In Thidrekssaga af Bern, the killing of Vadi by two dwarves and the revenge by Velent with the sword of his father, also serve as parallels. The name Vadi (“the wading one”) can be explained by the fact that Vadi/Orion is standing in the heavenly river Eridanus. Interestingly we read this about Orion in Hesiod:


"Orion--Hesiod says that he was the son of Euryale, the daughter of Minos, and of Poseidon, and that there was given him as a gift the power of walking upon the waves as though upon land.“


This description in Hesiod might also solve the riddle of the name Earendel/Aurvandil for Orion. In Skáldskaparmál, the god Thor helps his friend Aurvandil across a dangerous river. Thor honors his friend by making a star, Aurvandil, of his frozen toe. Earendel, a parallel name-form of Aurvandil, is described in the Anglo-Saxon poem Crist (ll. 104-108) so:

éala éarendel
engla beorhtast
ofer middangeard monnum sended
 and sodfasta sunnan leoma,
tohrt ofer tunglas þu tida gehvane
of sylfum þe symle inlihtes.

Hail Earendel,
brightest of angels,
over Midgard to men sent,
and true radiance of the Sun
bright above the stars,
every season thou of thyself
ever illuminest.

Earendel also appears in Old English glosses as iubar "radiance, morning star", corresponding to the appearance of Orion described above as the golden suit of armor.

Orion stands on the constellation of the heavenly river Eridanus. This is why John the Baptist is said to be "the new Earendel" — the heathen Earendel was turned into the Christian Saint John. John the Baptist is depicted as Orion standing in the river Jordan/Eridanus. Based on these parallels, I rather tend to explain the name Aurvandil with "the one wading or wandering in the water" or “the one walking on the water” than with "luminous wanderer" even this name would also fit perfectly to Orion.

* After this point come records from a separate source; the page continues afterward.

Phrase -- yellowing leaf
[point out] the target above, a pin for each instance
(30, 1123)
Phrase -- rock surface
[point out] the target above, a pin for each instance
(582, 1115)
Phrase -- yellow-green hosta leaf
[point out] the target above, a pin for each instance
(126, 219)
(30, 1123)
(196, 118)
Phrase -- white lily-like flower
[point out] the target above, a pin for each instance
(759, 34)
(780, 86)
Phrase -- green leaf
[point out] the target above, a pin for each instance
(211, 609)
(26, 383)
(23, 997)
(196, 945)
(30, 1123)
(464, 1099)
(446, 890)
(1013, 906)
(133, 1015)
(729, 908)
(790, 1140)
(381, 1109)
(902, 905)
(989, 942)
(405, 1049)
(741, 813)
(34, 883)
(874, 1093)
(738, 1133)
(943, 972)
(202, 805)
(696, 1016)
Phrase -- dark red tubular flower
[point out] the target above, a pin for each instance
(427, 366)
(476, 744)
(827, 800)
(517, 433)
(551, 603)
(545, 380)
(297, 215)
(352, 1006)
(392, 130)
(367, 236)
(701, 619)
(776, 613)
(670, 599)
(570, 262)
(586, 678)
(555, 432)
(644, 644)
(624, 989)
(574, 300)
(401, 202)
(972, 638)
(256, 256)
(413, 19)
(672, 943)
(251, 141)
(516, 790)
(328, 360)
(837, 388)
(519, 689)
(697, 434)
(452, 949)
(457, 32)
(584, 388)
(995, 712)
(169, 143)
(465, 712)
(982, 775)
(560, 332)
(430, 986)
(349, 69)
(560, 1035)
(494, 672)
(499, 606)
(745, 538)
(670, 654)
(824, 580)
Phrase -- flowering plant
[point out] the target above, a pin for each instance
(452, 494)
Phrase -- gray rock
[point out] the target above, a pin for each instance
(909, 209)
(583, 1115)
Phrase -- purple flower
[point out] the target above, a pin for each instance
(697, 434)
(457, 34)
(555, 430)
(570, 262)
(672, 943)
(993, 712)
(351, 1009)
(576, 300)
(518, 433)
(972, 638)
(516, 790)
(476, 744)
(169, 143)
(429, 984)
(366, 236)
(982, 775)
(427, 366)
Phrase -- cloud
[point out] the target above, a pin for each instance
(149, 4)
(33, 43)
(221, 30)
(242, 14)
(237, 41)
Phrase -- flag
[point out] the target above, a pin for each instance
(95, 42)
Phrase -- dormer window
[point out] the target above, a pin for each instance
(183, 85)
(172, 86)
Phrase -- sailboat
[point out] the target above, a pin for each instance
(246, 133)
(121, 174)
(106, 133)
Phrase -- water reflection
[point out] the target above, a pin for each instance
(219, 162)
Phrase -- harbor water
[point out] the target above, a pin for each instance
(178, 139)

The name Orion itself is explained by Greek authors with the word “urine” based on the following story in Pseudo-Hyginus', Astronomica 2. 34 :

 
"[The Constellation Orion:] Hesiod [poet c. 8th or 7th B.C.] calls him the son of Neptunus [Poseidon] by Euryale, daughter of Minos. He had the ability of running over the waves as if on land, just as it is said that Iphiclus could run over standing grain and not bruise it. Aristomachus says that there lived a certain Hyrieus at Thebes--Pindar [lyric poet c. 5th B.C.] puts him on the island of Chios--who asked from Jove [Zeus] and Mercurius [Hermes] when they visited him that he might have a child. To gain his request more readily he sacrificed an ox and put it before them for a feast. When he had done this, Jove and Mercurius asked him to remove the hide from the ox; then they urinated in it, and bade him bury the hide in the ground. From this, later on, a child was born whom Hyrieus called Urion (Urine) from the happening, though on account of his charm and affability he came to be called Orion."


Using the Old Icelandic word aurr, as the prefix of Aurvandil, translated as 'water' or 'gloss' might lead to a much friendlier explanation of the name Orion.